Alcuni deputati, e in particolare gli onorevoli Lundgren e Rübig, oltre all’onorevole Papastamkos, hanno parlato della clausola a favore dell’acquisto di prodotti americani attualmente in discussione al Congresso degli Stati Uniti. I deputati sapranno che questa clausola si basa sulla legge sul commercio del 1979. La disposizione esisteva già, ma, grazie all’Accordo sugli appalti pubblici, esiste ora la possibilità di stabilire accordi reciproci che consentano alle nazioni che vi aderiscono di competere per quei progetti. Speriamo, e ne abbiamo parlato agli americani, di non dover ritornare al punto di partenza. Ho letto le norme e sono anch’io piuttosto preoccupata.
Alla fine di febbraio mi recherò in America dove incontrerò il rappresentante degli Stati Uniti per i negoziati commerciali che, spero, allora sarà già stato confermato. I deputati possono stare certi che in tale occasione verranno affrontate questioni molti importanti.
L’onorevole Ford ha sollevato il tema dei rapporti bilaterali. In Corea si stanno facendo progressi e, nel tentativo di raggiungere sviluppi positivi, sto cercando di ottenere dall’Associazione delle nazioni del Sud-Est asiatico la flessibilità di cui ho già discusso con l’onorevole Ford. Ritengo tuttavia che non esista nulla che abbia più valore e importanza degli accordi multilaterali.
Quanto all’India, il primo ministro Singh ha ribadito chiaramente il proprio impegno. Sono d’accordo con l’onorevole McGuinness sull’importanza della questione agricola per l’India, un tema sul quale mi soffermerò ancora. La scorsa settimana ero a Londra con Kamal Nath a discutere di Doha ed egli, come ministro del Commercio per l’India, ha espresso esattamente gli stessi concetti dell’onorevole McGuinness in relazione alla grande importanza dell’agricoltura di sussistenza degli agricoltori. Sono quindi pienamente d’accordo con quanto detto affermato sia dall’onorevole McGuinness sia dal ministro Nath.
Onorevole Pannella, non credo che ci si trovi completamente in balia degli eventi; ritengo che, come europei, dobbiamo usare tutta la nostra influenza e ribadire chiaramente che, come lei ha sottolineato, è importante opporci al protezionismo. Si tratta di una grave sfida che coinvolge anche la sfera della comunicazione: occorre infatti essere certi che i cittadini comprendano.
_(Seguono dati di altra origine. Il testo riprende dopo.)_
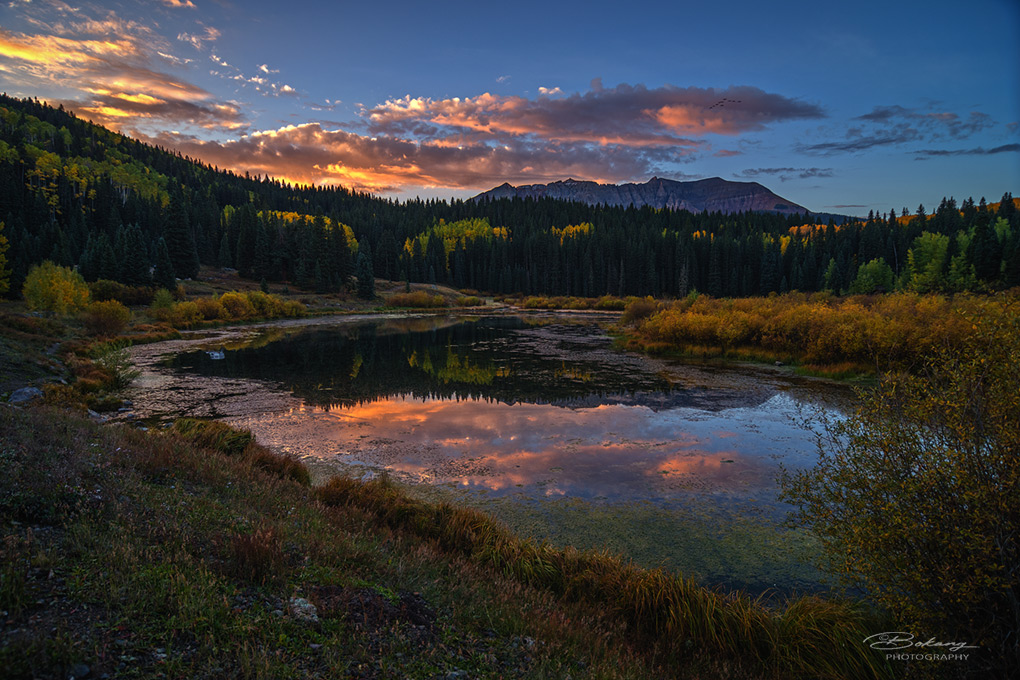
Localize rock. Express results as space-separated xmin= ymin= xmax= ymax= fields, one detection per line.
xmin=89 ymin=409 xmax=109 ymax=425
xmin=287 ymin=597 xmax=318 ymax=623
xmin=7 ymin=387 xmax=43 ymax=406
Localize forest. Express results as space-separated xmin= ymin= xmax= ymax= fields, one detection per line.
xmin=0 ymin=95 xmax=1020 ymax=298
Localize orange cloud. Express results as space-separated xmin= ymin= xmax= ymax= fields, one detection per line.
xmin=367 ymin=84 xmax=824 ymax=150
xmin=142 ymin=123 xmax=648 ymax=192
xmin=0 ymin=11 xmax=247 ymax=130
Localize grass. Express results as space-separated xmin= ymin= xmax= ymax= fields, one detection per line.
xmin=0 ymin=303 xmax=887 ymax=679
xmin=0 ymin=406 xmax=882 ymax=678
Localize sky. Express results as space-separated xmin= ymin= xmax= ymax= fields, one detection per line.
xmin=0 ymin=0 xmax=1020 ymax=215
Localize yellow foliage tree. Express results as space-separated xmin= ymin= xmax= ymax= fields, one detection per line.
xmin=21 ymin=260 xmax=89 ymax=315
xmin=783 ymin=313 xmax=1020 ymax=677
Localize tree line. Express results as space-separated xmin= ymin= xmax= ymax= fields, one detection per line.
xmin=0 ymin=95 xmax=1020 ymax=297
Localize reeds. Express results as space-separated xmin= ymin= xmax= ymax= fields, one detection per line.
xmin=315 ymin=476 xmax=887 ymax=679
xmin=173 ymin=418 xmax=311 ymax=486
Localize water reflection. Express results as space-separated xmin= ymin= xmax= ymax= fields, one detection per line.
xmin=169 ymin=318 xmax=836 ymax=505
xmin=166 ymin=317 xmax=791 ymax=411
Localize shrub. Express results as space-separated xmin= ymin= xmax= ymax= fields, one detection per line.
xmin=245 ymin=291 xmax=282 ymax=319
xmin=594 ymin=296 xmax=627 ymax=311
xmin=783 ymin=312 xmax=1020 ymax=677
xmin=170 ymin=300 xmax=202 ymax=326
xmin=89 ymin=278 xmax=153 ymax=307
xmin=173 ymin=418 xmax=254 ymax=456
xmin=149 ymin=289 xmax=173 ymax=321
xmin=95 ymin=346 xmax=140 ymax=389
xmin=82 ymin=300 xmax=131 ymax=335
xmin=21 ymin=260 xmax=89 ymax=315
xmin=219 ymin=291 xmax=255 ymax=319
xmin=246 ymin=444 xmax=311 ymax=486
xmin=195 ymin=298 xmax=227 ymax=321
xmin=386 ymin=291 xmax=447 ymax=308
xmin=228 ymin=527 xmax=287 ymax=585
xmin=620 ymin=298 xmax=659 ymax=323
xmin=281 ymin=300 xmax=308 ymax=318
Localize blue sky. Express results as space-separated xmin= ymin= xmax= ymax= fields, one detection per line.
xmin=0 ymin=0 xmax=1020 ymax=214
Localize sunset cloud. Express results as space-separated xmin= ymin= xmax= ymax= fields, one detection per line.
xmin=0 ymin=4 xmax=247 ymax=130
xmin=177 ymin=25 xmax=219 ymax=50
xmin=367 ymin=80 xmax=824 ymax=147
xmin=151 ymin=123 xmax=665 ymax=192
xmin=737 ymin=167 xmax=832 ymax=181
xmin=798 ymin=105 xmax=996 ymax=156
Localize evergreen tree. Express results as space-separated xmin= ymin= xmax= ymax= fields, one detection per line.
xmin=0 ymin=222 xmax=11 ymax=296
xmin=163 ymin=192 xmax=199 ymax=278
xmin=357 ymin=243 xmax=375 ymax=300
xmin=216 ymin=231 xmax=234 ymax=267
xmin=152 ymin=237 xmax=177 ymax=292
xmin=117 ymin=224 xmax=151 ymax=285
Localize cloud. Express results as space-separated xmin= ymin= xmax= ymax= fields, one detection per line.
xmin=797 ymin=105 xmax=996 ymax=156
xmin=914 ymin=144 xmax=1020 ymax=160
xmin=177 ymin=25 xmax=220 ymax=50
xmin=366 ymin=79 xmax=824 ymax=147
xmin=143 ymin=123 xmax=669 ymax=192
xmin=0 ymin=4 xmax=246 ymax=130
xmin=736 ymin=167 xmax=832 ymax=181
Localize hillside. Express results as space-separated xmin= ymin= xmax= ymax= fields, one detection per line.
xmin=472 ymin=177 xmax=810 ymax=215
xmin=0 ymin=96 xmax=1020 ymax=298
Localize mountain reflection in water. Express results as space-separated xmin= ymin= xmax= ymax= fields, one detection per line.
xmin=168 ymin=317 xmax=836 ymax=504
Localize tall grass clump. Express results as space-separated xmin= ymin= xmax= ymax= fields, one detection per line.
xmin=316 ymin=477 xmax=886 ymax=680
xmin=386 ymin=291 xmax=449 ymax=309
xmin=173 ymin=418 xmax=311 ymax=486
xmin=631 ymin=293 xmax=1016 ymax=372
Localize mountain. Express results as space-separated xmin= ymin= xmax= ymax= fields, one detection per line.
xmin=472 ymin=177 xmax=811 ymax=215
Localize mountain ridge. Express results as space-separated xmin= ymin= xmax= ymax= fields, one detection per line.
xmin=470 ymin=176 xmax=816 ymax=215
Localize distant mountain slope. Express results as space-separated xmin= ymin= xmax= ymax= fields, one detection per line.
xmin=472 ymin=177 xmax=810 ymax=215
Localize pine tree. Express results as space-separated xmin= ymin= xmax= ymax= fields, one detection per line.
xmin=0 ymin=222 xmax=11 ymax=296
xmin=163 ymin=193 xmax=199 ymax=278
xmin=152 ymin=237 xmax=177 ymax=292
xmin=117 ymin=224 xmax=151 ymax=285
xmin=216 ymin=230 xmax=234 ymax=267
xmin=357 ymin=243 xmax=375 ymax=300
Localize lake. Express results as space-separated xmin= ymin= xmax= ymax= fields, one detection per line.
xmin=127 ymin=315 xmax=849 ymax=592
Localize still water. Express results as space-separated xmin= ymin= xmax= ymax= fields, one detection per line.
xmin=145 ymin=317 xmax=847 ymax=590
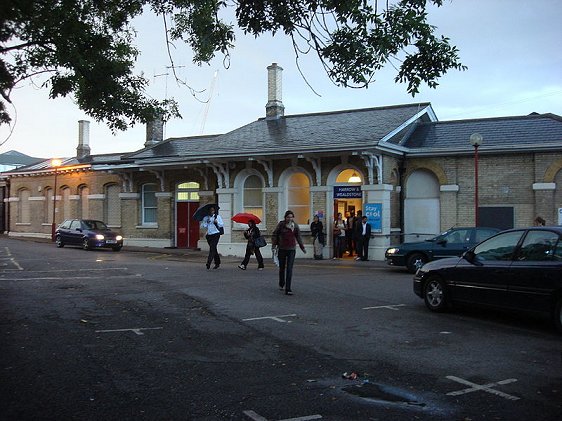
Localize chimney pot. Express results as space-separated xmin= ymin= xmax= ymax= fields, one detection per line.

Purtroppo l’onorevole Hénin non è più in Aula, ma vorrei ribattere che qui non si discute di sacrificare l’industria ai consumatori, ma di crescita, di sviluppo industriale e di tutela di posti di lavoro. Sappiamo tutti benissimo quanto siano importanti il commercio e le esportazioni. Sicuramente i cambiamenti istituzionali in seno all’Organizzazione mondiale del commercio potrebbero essere argomento discuterei discussione, ma preferisco dedicarmi a trovare soluzioni pratiche per uscire da questo difficile momento dell’economia.
L’onorevole Wortmann-Kool ha toccato l’argomento dei servizi. Certo si tratta di un tema importante ed è altrettanto importante essere trasparenti, sono assolutamente d’accordo.
Onorevole Assis, è giusto tutelare i nostri interessi senza tuttavia ricorrere al protezionismo. Esiste un aspetto fondamentale che occorre tenere bene a mente: bisogna essere certi di tutelare la manodopera.
Quanto all’agricoltura, come ho già detto, è essenziale essere in grado di sviluppare le nostre industrie. L’agricoltura è legata alla produzione alimentare ed è molto importante per i negoziati di Doha. La mia collega Fischer Boel ha lavorato sodo per tutelare la posizione dell’agricoltura europea e i suoi risultati costituiscono la base di tutto il mio lavoro nelle trattative bilaterali, locali e multilaterali al fine di assicurare le migliori misure possibili a tutela di tutta la nostra agricoltura in futuro.
Onorevole Rübig, per quanto concerne l’industria della fermentazione, mi risulta che la questione sia attualmente in discussione e in futuro sarò felice di analizzare l’argomento in dettaglio.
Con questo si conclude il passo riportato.